His current AI model, PULI, is a neural network trained through machine learning, similar to GPT-type transformer models.

He explained how an artificial neuron processes information through several layers, forming a multi-layered neural network, and how transformers, like GPT, are a special kind of network that can process text efficiently and understand complex word relations.

It was eye-opening to see how AI and lexicography are increasingly connected and how linguistic theory supports technological innovation.

Next, Dr. Veronika Lipp and Kata Heller presented the work of the Institute for Lexicology and the Comprehensive Dictionary of Hungarian.

We then took part in a hands-on workshop where we learned how a Hungarian dictionary entry is structured and how lexicographers collect and process wordsand showed us the original sources of the newspapers, and archives which are later digitised and included in the dictionary database.

It was fascinating to see how an entry develops from real language examples to a fully edited form, and how even obsolete or rare words are preserved to document the linguistic history of Hungarian.

In the afternoon, at Károli Gáspár University, we attended several inspiring presentations.

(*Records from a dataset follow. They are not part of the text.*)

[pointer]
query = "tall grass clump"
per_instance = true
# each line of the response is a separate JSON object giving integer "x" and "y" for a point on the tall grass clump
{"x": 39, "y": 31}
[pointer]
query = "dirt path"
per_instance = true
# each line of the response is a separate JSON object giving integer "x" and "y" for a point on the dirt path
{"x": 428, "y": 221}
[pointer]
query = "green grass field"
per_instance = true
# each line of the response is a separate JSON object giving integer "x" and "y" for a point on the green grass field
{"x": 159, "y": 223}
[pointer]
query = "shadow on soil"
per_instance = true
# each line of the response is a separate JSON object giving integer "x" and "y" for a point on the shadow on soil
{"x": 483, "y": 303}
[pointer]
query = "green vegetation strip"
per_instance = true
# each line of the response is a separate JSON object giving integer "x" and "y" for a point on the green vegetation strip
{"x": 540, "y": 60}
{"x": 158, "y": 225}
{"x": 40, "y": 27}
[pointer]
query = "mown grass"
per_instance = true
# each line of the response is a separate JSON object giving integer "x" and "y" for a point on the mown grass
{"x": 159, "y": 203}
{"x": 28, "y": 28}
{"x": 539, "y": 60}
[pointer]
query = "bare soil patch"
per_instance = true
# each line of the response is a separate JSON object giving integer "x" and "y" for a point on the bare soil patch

L’Harmattan Publishers spoke about academic and open-access publishing, followed by Barbara Csapody from Xeropan, who introduced an AI-based language-learning app that adapts to each learner’s progress.

Then Laura Neuhaus from Duden showed how editors deal with sensitive or outdated words, how they use corpora such as DWDS, and how their internal production system Du-Plex organises dictionary data.

We learned that Duden follows a descriptive approach, reflecting how language is actually used, and that lexicography today combines linguistic precision with social awareness.

After a coffee break, we joined a round-table discussion with former EMLex students.

They shared their career experiences in research, publishing, translation, and language technology.

It was truly motivating to hear their stories and to see how diverse and international the EMLex network has become.

After that, Ilan Kernerman presented Lexicala, a platform providing multilingual lexical data and language-technology solutions used in dictionaries, translation software, and AI systems showing again how lexicographic data serve real-world applications.

Finally, we met Melinda Antal, a recruiter from Human Excellence Digital and a graduate of Károli University.

She gave us practical career advice and explained which skills are most valued today for linguists and lexicographers entering the job market.

The day ended with a networking dinner, where students, alumni, and professors could exchange ideas in an informal atmosphere.

Overall, it was a rich and inspiring day, combining academic, technological, and professional perspectives on lexicography.

On behalf of the whole EMLex cohort 2024–2026, I would like to sincerely thank Dóra Pődör and all the organisers, professors, and speakers for preparing such an engaging and motivating event.